A questo proposito, durante il 52° Congresso della Società Italiana di Reumatologia, in corso a Rimini fino al 28 novembre, è emerso il tema della centralità della figura del reumatologo nell’identificazione dei pazienti a rischio e nella decisione della prescrizione di alcuni accertamenti che possono essere essenziali per la diagnosi precoce, per la prognosi e, di conseguenza, per evitare eventuali disabilità e problematiche legate a queste patologie, se trattate tardivamente e in modo non adeguato. 

“Indurre un risparmio di spesa, riducendo prescrizioni inappropriate, inutili o costose, quando possono essere sostituite da esami più semplici è, di per sé, un fatto meritorio – dichiara il Professor Ignazio Olivieri, Presidente della Società Italiana di Reumatologia – C’è, tuttavia, un problema di appropriatezza, che deve tenere conto non solo delle patologie più comuni e diffuse, ma anche di alcune malattie reumatiche, quali l’artrite reumatoide o le spondiloartriti sieronegative, fortemente invalidanti, in cui per chi non è esperto non è sempre chiaro ed evidente quali siano gli esami opportuni o meno”.

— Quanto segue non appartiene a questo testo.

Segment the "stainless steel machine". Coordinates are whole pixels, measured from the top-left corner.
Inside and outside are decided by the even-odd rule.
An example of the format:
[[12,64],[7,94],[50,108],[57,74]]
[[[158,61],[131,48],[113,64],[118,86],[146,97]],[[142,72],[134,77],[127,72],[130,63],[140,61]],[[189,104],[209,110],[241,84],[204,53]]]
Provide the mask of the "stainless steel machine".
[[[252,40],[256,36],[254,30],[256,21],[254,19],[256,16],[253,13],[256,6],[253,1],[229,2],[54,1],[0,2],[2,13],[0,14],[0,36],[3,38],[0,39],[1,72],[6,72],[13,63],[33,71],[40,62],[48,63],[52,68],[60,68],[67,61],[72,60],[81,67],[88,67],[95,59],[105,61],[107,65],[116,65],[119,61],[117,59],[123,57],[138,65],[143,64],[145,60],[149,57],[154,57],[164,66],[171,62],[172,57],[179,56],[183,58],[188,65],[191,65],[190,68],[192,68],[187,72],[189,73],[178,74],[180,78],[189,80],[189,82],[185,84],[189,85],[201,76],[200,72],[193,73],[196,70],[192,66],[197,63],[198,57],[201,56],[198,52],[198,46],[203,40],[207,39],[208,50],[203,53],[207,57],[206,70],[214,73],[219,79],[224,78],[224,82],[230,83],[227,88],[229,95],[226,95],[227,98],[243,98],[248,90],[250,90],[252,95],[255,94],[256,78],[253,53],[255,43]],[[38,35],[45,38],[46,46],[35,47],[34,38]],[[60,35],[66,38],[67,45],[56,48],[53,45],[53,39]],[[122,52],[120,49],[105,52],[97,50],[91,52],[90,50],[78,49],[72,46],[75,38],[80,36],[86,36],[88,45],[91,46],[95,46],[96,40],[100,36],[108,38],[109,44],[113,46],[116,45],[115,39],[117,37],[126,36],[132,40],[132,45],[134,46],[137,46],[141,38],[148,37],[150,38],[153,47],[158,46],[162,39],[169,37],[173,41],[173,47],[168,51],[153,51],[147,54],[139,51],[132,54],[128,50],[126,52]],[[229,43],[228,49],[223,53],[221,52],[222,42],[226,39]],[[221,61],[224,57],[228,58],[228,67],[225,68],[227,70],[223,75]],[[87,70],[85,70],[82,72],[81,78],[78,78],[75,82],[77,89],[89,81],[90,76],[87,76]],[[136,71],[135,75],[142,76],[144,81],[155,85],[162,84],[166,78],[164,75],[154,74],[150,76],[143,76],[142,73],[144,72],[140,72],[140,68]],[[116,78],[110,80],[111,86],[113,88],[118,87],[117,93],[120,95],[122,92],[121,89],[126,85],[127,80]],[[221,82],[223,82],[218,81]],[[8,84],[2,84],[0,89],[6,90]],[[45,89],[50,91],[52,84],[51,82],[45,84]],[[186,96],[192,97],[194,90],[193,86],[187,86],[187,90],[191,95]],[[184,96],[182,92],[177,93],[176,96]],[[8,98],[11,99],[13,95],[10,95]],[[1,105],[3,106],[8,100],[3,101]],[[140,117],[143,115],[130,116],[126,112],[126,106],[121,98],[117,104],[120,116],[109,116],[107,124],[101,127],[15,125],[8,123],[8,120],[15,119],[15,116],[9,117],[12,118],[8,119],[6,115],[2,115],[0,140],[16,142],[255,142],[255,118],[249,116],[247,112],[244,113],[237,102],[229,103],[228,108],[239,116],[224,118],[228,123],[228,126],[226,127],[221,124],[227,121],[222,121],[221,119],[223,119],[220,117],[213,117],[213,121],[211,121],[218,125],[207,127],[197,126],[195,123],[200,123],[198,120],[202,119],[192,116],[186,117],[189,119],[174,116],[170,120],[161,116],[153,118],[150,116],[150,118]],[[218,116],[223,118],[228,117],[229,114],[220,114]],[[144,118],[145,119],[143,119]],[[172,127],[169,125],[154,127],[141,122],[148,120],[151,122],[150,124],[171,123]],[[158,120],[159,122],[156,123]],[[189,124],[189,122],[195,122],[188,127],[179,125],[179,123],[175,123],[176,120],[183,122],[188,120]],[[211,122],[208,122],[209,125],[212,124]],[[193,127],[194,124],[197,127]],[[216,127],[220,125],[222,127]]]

Nell’artrite reumatoide, ad esempio, esistono autoanticorpi specifici, molto utili per la diagnosi e per la definizione di una prognosi dei pazienti – afferma il Professor Roberto Caporali, professore associato di reumatologia all’Università di Pavia e responsabile dell’Early Arthritis Clinic della Fondazione Policlinico San Matteo di Pavia – Si tratta, nello specifico, degli anticorpi antipeptidi citrullinati che, sebbene abbiano un alto costo di realizzazione, nelle mani di uno specialista reumatologo hanno un significato molto importante.”

Un’altra situazione frequente, poi, riguarda la necessità per il reumatologo di prescrivere periodicamente esami utili per il monitoraggio di eventuali tossicità di alcune terapie come quelle immunosoppressive, utilizzate per il trattamento dell’artrite reumatoide, delle connettiviti, ecc., senza i quali non si riuscirebbe a intervenire tempestivamente sulla eventuale comparsa di effetti collaterali, la cui gestione genererebbe un ulteriore aggravio della spesa.  

“Un discorso simile può essere fatto per l’uso dell’ecografia nell’artrite reumatoide. – continua Caporali – Un’ecografia alle articolazioni, eseguita correttamente può permettere di evidenziare un’attività infiammatoria che spesso non riusciremmo a identificare clinicamente. Ancora una volta, però, l’indicazione clinica deve venire dal reumatologo. In questo caso la spesa diventa un investimento che ci permette di risparmiare nel futuro, a patto che venga applicato correttamente e nei casi giusti”.

“Questi esempi dimostrano come gli esami di laboratorio o strumentali debbano essere richiesti e interpretati in ambito specialistico – conclude Caporali – Per questo motivo anche a livello ‘centrale’, quando si decide se un accertamento sia appropriato o meno, oltre al fattore costo, devono essere considerati diversi altri elementi: quello diagnostico, prognostico e di monitoraggio, utile al paziente per assicurare la sicurezza del trattamento e al medico per controllare possibili eventi avversi causati dalla terapia farmacologica”.

Quando si affronta il tema delle riduzioni delle prescrizioni diagnostiche, spesso, si fa riferimento a un ipotetico abuso del ricorso alla risonanza magnetica. “Non possiamo escludere in assoluto che in alcuni casi si sia fatto un uso inappropriato di questo esame – dichiara Olivieri – ma, di fatto, nelle malattie reumatiche che interessano la colonna lombare, come ad esempio le spondiloartriti sieronegative, la risonanza del bacino, della colonna e delle articolazioni sacro-iliache è l’unico esame che ci permette una diagnosi precoce e con questa, un trattamento tempestivo, con minori costi a medio-lungo termine per la gestione dell’invalidità che queste malattie possono causare se non curate opportunamente. Se richiesta sulla base di un sospetto clinico, chiaramente evidenziato – continua Olivieri – la risonanza magnetica è un esame essenziale, perché ci permette una diagnosi precoce. La cosa importante e lasciare al reumatologo la decisione se e quando farla”.